With Lease-to-Keep you get the equipment you need now, with monthly payments spread over four years. At the end of the term, the equipment is all yours. Simple. Lease-to-Keep is for businesses who have been trading for more than 12 months and are financing over $10,000 worth of equipment.
What is "serviceability"?
Your ability to generate enough income to cover loan payments is described as "serviceability." Each bank has its own way of calculating how much income you need. The interest rate will be higher than present rates in the calculation to allow for rates going up in the future. Credit cards and loans not being refinanced will have payment amounts increased to cover the amount owing as if the facility was fully drawn. That means that if you have a credit card with a very large credit limit it will be harder to qualify for a loan.
Can my business afford a loan?
You'll need to look at your financials and make sure your taxable income shows enough surplus for the proposed loan repayment and living expenses. Start by looking at all liabilities that you and your business own such as a line of credit or a credit card. Work out what the minimum monthly repayment would be, should you fully draw all of those liabilities at the same time and add that to your monthly budget, checking for sufficient surplus to cover the proposed loan repayment and living expenses. If you have sufficient funds in surplus, you are in a good position to send through your information for us to assess more accurately your capacity to borrow.
Is loan interest tax deductible?
We would expect that the interest on your loan should be tax-deductible as long as it relates directly to the operation of your business. Discuss your thoughts with your accountant to find out specifically what, how and when you can claim certain expenses.

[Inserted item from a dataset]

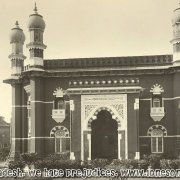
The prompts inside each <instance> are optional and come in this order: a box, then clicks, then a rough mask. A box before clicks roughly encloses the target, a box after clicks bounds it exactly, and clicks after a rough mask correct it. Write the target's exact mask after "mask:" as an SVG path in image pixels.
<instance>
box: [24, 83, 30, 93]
mask: <svg viewBox="0 0 180 180" xmlns="http://www.w3.org/2000/svg"><path fill="white" fill-rule="evenodd" d="M24 90H25V91H26V93H27V94H30V92H31V86H30V85H27V86H24Z"/></svg>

What documentation do I need to provide to apply for a loan?
It varies slightly from bank to bank, but for self-employed, partnerships, companies or sole traders it will generally include:
- The last two years of accountant prepared tax returns for all company directors (company tax returns and personal tax returns)
- Profit and loss statements and company financials prepared by your accountant
- Your last Notice of Assessment (Find it at MyGov - ATO)
- Drivers Licence & Passport or Birth Certificate + proof of change of name, if applicable
- The last six months of statements for all business transaction accounts and credit cards
There are 'Low-Doc" loans for self-employed individuals which require less documentation for higher fees. For this you'll need your accountant to write a letter stating that you can afford the proposed loan.
If you are employed PAYG by a company you do not own, you can simply provide the two latest payslips to prove your income.